Roman Page après page, voir naître une colère
Avec Clio, chanteuse féministe anti-Thatcher puis anti-Brexit, Kirstin Innes crée un personnage inoubliable
Dans Reine d’un jour, son premier roman traduit en français, l’écrivaine et journaliste écossaise Kirstin Innes invente un personnage inoubliable, excessif, irrésistiblement magnétique: Cliodhna Campbell, dite Clio. Le roman s’ouvre par son suicide en 2018, dans la solitude d’une carafe de vodka et d’un monticule de comprimés pilés. En 1990, sa carrière artistique a connu une gloire aussi instantanée qu’éphémère grâce à un premier morceau enregistré, Rise up, immédiatement classé parmi les meilleures ventes.
Hymne de ralliement
Flamboyante crinière rousse et t-shirt moulant arborant le slogan «can’t pay, won’t pay», la gamine effrontée marque les esprits lors de son passage à la mythique émission télévisée Top of the Pops. Elle refuse de chanter en playback, prend à partie le public, incite les téléspectateurs à la révolte. Le pays est alors profondément secoué par les mobilisations anti-poll tax, qui finiront par coûter son siège de première ministre à Margaret Thatcher, et les paroles de la chanson de Clio Campbell – Rise up/People gotta rise up – deviennent l’hymne de ralliement des manifestants.

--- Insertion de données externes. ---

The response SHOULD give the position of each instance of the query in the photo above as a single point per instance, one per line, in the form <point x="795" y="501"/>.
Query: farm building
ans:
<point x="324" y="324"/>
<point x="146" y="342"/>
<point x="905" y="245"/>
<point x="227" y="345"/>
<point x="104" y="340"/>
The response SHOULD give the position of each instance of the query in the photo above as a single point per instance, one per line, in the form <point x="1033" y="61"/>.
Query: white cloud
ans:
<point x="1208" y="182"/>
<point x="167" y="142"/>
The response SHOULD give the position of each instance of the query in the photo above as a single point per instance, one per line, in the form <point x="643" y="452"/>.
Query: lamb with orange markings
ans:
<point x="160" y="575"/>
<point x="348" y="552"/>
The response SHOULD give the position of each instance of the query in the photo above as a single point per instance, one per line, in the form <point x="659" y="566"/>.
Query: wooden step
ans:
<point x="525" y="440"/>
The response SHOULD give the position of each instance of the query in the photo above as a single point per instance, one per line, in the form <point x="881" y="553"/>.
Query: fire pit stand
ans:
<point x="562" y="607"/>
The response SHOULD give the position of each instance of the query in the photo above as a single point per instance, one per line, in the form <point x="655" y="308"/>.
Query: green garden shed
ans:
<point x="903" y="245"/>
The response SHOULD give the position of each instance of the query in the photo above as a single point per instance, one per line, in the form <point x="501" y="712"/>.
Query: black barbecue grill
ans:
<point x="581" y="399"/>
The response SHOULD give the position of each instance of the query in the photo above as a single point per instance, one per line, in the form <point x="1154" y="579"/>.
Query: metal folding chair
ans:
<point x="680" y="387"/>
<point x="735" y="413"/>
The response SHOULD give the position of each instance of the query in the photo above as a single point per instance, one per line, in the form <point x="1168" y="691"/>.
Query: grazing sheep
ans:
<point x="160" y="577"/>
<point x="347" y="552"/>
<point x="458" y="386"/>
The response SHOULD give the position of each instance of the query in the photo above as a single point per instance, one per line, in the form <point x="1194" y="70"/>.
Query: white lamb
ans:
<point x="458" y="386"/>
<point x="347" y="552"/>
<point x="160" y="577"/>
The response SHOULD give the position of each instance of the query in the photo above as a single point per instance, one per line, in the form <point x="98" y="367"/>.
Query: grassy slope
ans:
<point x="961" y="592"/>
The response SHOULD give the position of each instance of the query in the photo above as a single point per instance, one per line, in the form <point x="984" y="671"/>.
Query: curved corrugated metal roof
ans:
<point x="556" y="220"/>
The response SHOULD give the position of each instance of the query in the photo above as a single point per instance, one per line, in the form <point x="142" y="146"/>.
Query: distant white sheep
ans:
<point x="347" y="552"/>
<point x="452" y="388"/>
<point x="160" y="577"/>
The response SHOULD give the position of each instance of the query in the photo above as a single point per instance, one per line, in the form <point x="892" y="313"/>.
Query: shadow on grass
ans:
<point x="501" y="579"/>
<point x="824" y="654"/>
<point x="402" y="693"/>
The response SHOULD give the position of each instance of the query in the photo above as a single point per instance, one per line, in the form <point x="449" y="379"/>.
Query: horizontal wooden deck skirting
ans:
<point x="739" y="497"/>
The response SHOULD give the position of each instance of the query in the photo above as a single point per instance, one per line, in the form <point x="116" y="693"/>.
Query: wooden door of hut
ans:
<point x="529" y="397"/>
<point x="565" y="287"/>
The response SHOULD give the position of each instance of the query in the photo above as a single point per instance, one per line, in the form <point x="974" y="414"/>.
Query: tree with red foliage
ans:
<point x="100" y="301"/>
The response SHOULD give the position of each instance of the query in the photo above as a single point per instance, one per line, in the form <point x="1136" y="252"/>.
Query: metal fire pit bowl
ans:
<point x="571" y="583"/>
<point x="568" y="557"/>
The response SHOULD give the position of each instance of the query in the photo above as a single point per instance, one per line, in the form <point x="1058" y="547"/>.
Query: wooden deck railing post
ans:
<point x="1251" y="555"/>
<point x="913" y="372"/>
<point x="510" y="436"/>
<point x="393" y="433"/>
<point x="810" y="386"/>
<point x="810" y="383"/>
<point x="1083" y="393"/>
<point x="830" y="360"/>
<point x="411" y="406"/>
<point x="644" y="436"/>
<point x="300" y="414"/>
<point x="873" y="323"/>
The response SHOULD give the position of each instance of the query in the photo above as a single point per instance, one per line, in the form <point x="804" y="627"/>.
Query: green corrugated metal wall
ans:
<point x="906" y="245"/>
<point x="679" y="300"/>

En décrivant la trajectoire incandescente de Clio Campbell, entre glamour assumé et activisme politique tous azimuts, Kirstin Innes nous invite aussi à une passionnante traversée d’une trentaine d’années de l’histoire britannique récente. La narration adopte successivement le point de vue d’une multiplicité de témoins. Ses parents: une mère descendante de générations de mineurs; pour père, un barde écumant les pubs et les festivals en faisant vibrer la voix du grand poète écossais du XVIIIe siècle, Robert Burns. Donald, son parrain violoneux. Ses amies du squat de Brixton, le quartier jamaïcain du sud de Londres. Son petit ami d’origine pakistanaise, Hamza, future star du flow. Amants, amis, compagnons de route, de lutte ou de défonce, musiciens, autant de voix discordantes pour proposer de Clio un portrait kaléidoscopique, tout en contrastes.
Est-elle en définitive une infatigable militante féministe? Une éternelle rebelle, ardente défenseuse des droits des petites gens? Fidèle jusqu’au bout à ses origines populaires du nord de l’Ecosse? Cohérente malgré tout dans le chaos de son parcours? A-t-elle planifié son suicide comme un acte politique ultime, unique chance pour une femme de faire entendre sa voix dans un débat public monopolisé par les hommes, alors que la société «fonce tête baissée vers le fascisme»?
Grande cause du moment
Alors que pour d’autres, Clio ne serait qu’une mythomane paranoïaque, une opportuniste abusant sans vergogne de son charisme, de sa voix enchanteresse, de son pouvoir de séduction pour parvenir à ses fins en se servant des autres. Disparaissant à sa guise sans plus donner signe de vie. Déboulant à l’improviste, imbibée, sans le sou, au fond du trou, ou au sommet de l’exaltation pour la grande cause du moment. Car elle les aura toutes embrassées, les causes et les luttes, des manifs anti-poll tax à la campagne pour ou contre le Brexit. Elle a été portée par la vague altermondialiste en prenant part aux manifestations qui s’opposent au sommet du G8 à Gênes en 2001. Pour défendre l’idée de l’indépendance écossaise, elle remonte sur scène sur les places des grandes villes.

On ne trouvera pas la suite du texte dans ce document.